Objectives: To study secular trends in cardiovascular risk factors in men aged 50 over a period of 30 years.
Design: Cross-sectional studies of successive cohorts of men from 1963 to 1993.
Setting: City of Göteborg, Sweden.
Subjects: Four random population samples of men born in 1913, 1923, 1933 and 1943, aged 50 when they were examined in 1963, 1973, 1983, and 1993 (n = 855, 226, 776, and 798, respectively).
Main outcome measures: Anthropometric measurements, blood pressure, serum cholesterol and triglycerides and smoking habits over three decades.

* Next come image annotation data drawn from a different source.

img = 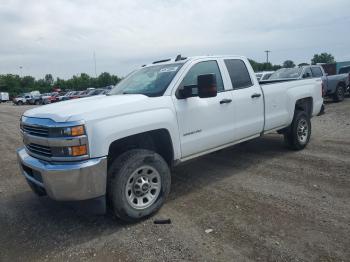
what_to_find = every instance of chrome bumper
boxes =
[17,147,107,201]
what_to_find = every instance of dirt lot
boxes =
[0,99,350,261]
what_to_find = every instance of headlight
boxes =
[71,145,87,156]
[60,125,85,136]
[51,145,88,157]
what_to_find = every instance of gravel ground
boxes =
[0,99,350,261]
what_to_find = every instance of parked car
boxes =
[0,92,10,103]
[26,95,42,105]
[263,65,350,101]
[69,91,84,99]
[17,56,323,221]
[41,93,54,105]
[61,91,74,101]
[87,89,108,96]
[13,94,31,106]
[255,71,275,81]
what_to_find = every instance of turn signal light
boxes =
[71,126,85,136]
[71,145,87,156]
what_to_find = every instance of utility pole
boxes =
[264,50,271,63]
[94,51,97,78]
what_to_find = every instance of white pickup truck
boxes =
[17,56,323,221]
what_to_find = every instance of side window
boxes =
[225,59,253,89]
[311,67,322,77]
[180,61,224,92]
[303,67,312,78]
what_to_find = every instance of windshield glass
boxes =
[109,63,183,97]
[269,67,303,80]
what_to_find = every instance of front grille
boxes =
[22,124,49,137]
[26,143,52,157]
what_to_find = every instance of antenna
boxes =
[264,50,271,63]
[94,51,97,78]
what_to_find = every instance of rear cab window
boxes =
[311,66,323,77]
[180,60,224,92]
[224,59,253,89]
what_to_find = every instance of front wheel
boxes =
[107,149,171,222]
[284,111,311,150]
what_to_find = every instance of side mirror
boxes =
[303,73,311,78]
[197,74,218,98]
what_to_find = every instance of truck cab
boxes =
[17,56,323,221]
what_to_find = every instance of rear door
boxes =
[224,59,264,140]
[173,59,234,158]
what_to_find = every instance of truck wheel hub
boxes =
[125,166,161,209]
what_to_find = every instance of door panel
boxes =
[174,92,234,157]
[173,60,234,158]
[232,85,264,140]
[224,59,264,141]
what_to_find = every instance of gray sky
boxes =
[0,0,350,78]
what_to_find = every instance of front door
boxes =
[173,60,234,158]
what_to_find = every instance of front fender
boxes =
[88,108,181,159]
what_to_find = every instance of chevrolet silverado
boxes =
[17,56,323,221]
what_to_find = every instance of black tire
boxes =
[284,110,311,150]
[107,149,171,222]
[333,86,345,102]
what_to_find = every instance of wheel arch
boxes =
[107,128,174,167]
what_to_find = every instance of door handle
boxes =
[251,93,261,98]
[220,98,232,104]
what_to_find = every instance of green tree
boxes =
[283,60,295,68]
[248,59,281,72]
[311,53,335,65]
[45,74,53,85]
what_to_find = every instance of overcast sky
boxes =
[0,0,350,78]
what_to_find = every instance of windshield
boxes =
[339,66,350,74]
[269,67,303,80]
[109,63,183,97]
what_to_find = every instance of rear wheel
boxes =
[333,86,345,102]
[284,111,311,150]
[107,149,171,222]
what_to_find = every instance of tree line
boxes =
[249,53,336,72]
[0,72,121,96]
[0,53,335,96]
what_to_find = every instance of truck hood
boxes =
[24,95,154,122]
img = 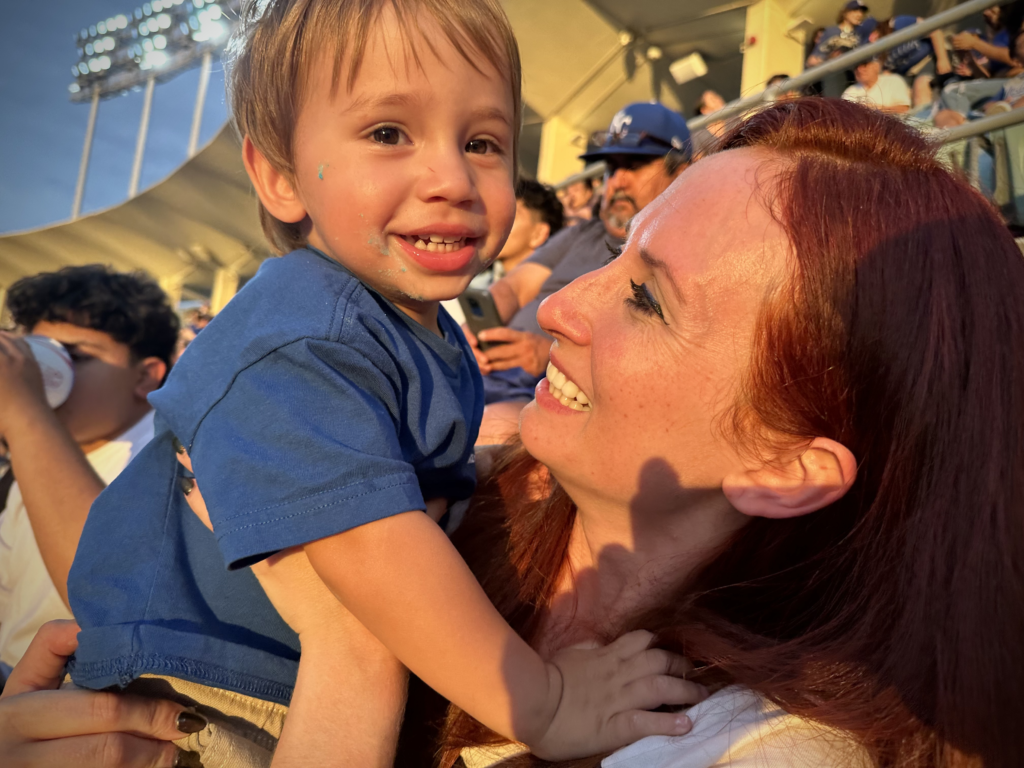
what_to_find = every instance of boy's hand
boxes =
[527,631,708,760]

Results: Over 30 years, men increased in weight from a mean (SD) of 75.9 (11.0) kg to 82.8 (12.1) kg and gained 3.4 cm in height, with a net increase in body mass index from 24.8 (3.2) to 26.0 (3.4) kg m-2 (P < 0.0001), and a concomitant increase in waist circumference. The proportion of men who were overweight but not obese (BMI = 25-30 kg m-2) increased from 38 to 47%, whereas the prevalence of frank obesity (more than 30 kg m-2) increased from 6% in 1963 to 11% in 1993. Despite the increase in weight, mean systolic blood pressure fell by almost 10 mmHg (P < 0.0001). Mean serum cholesterol concentration decreased from 6.42 (1.12) to 5.88 (1.04) (P < 0.0001). Serum triglycerides increased from 1.26 (0.77) to 1.69 (1.04) mmol L-1 (P = 0.001). The proportion of men who smoked decreased from 56% in 1963 to 30% in 1993 (P < 0.0001). This was due more to an increase in smoking cessation rates than to an increase in the proportion of men who had never smoked. In particular, smokers and former smokers are now more obese than the corresponding categories 30 years ago and smokers are no longer leaner than men who have never smoked.
Conclusions: Over a period of 30 years, serum cholesterol as well as systolic blood pressure and the prevalence of smoking decreased. This favourable decline in coronary risk factors was offset by an appreciable increase in body mass index and waist circumference.